I fumbled for my wallet, hands shaking so badly I dropped it. My driver's license scattered across the marble. Marcus picked it up with careful courtesy and returned to his desk computer.
His frown deepened as he clicked through screens. "Ms. Richardson, according to our records, David Elliott has been listed as the sole owner since purchase. He's signed all maintenance agreements, paid all HOA fees from his account, registered all guest parking passes."
"That's impossible. I bought the apartment. I wrote the check."
But even as I said it, memories flickered through my mind like a corrupted film reel. David insisting he handle the closing paperwork because I was too stressed with work. David saying he'd set up the utilities and HOA payments to "take one thing off my plate." David who always signed for packages, who always dealt with building management, who always introduced himself to neighbors as "the owner of 4C."
How many years had I been erased from my own home?
"I need to find my purchase documents," I whispered.
Marcus's expression had shifted to concern. "Ms. Richardson, I think you should—"
Shouting erupted from outside, cutting him off. Through the lobby's glass doors, I saw them: a mob of young women, maybe twenty strong, all holding phones high. They were filming, screaming, their faces twisted with righteous fury.
"There she is!" someone shrieked.
They surged toward the entrance. Marcus moved to intercept, but they were too fast, too many. The doors burst open and suddenly I was surrounded by a wall of bodies and phone cameras, all pointed at me like weapons.
"Homewrecker!"
"Leave them alone!"
"Obsessed stalker!"
Their voices merged into a roar. I backed away, hands raised, but there was nowhere to go. The marble wall hit my spine.
"Please," I tried to say, but my voice disappeared under their chanting.
Something cold and wet exploded across my coat. Red paint, thick and viscous, splattered across my chest, my neck, my face. The crowd cheered. Another projectile hit me—an egg this time, shell fragments cutting my cheek as yolk dripped down my collar.
Marcus was shouting into his radio. "We need police! Now!"
More paint. More eggs. They were filming everything, capturing my humiliation in high definition, and I knew these videos would be everywhere within hours. More proof of my instability. More ammunition for Oaklynn's narrative.
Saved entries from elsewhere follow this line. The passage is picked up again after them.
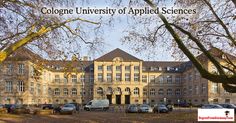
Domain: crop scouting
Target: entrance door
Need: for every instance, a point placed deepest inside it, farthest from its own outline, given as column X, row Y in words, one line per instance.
column 127, row 99
column 109, row 97
column 118, row 99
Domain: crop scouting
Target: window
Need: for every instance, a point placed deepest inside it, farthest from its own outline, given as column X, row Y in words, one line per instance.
column 169, row 91
column 127, row 89
column 38, row 89
column 74, row 78
column 91, row 91
column 44, row 89
column 57, row 78
column 82, row 78
column 100, row 91
column 136, row 77
column 196, row 89
column 100, row 78
column 160, row 91
column 31, row 87
column 99, row 68
column 91, row 79
column 177, row 79
column 65, row 79
column 214, row 88
column 184, row 91
column 169, row 79
column 21, row 68
column 127, row 77
column 203, row 88
column 136, row 68
column 8, row 86
column 109, row 90
column 118, row 77
column 9, row 69
column 20, row 86
column 109, row 77
column 190, row 90
column 109, row 68
column 161, row 80
column 190, row 77
column 145, row 91
column 65, row 91
column 144, row 78
column 177, row 92
column 152, row 92
column 136, row 91
column 152, row 79
column 127, row 68
column 57, row 91
column 74, row 91
column 118, row 89
column 118, row 68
"Leave them alone! Leave them alone!"
The chant hammered into my skull. I couldn't breathe. My eye injury throbbed with each heartbeat, pain radiating through my face.
Marcus grabbed my arm and yanked me toward the service corridor. I stumbled after him, paint-slicked and shaking, as he pulled me through an employee-only door. The metal clanged shut behind us, muffling the crowd's fury to a dull roar.
I collapsed against the concrete wall, sliding down until I sat on the cold floor. Red paint pooled around me. My hands wouldn't stop shaking.
Marcus crouched beside me, his radio crackling with incoming units. "Police are three minutes out," he said quietly. "Ms. Richardson, you need to file a report. About everything."
I stared at the paint on my trembling hands and wondered if there was enough of me left to file.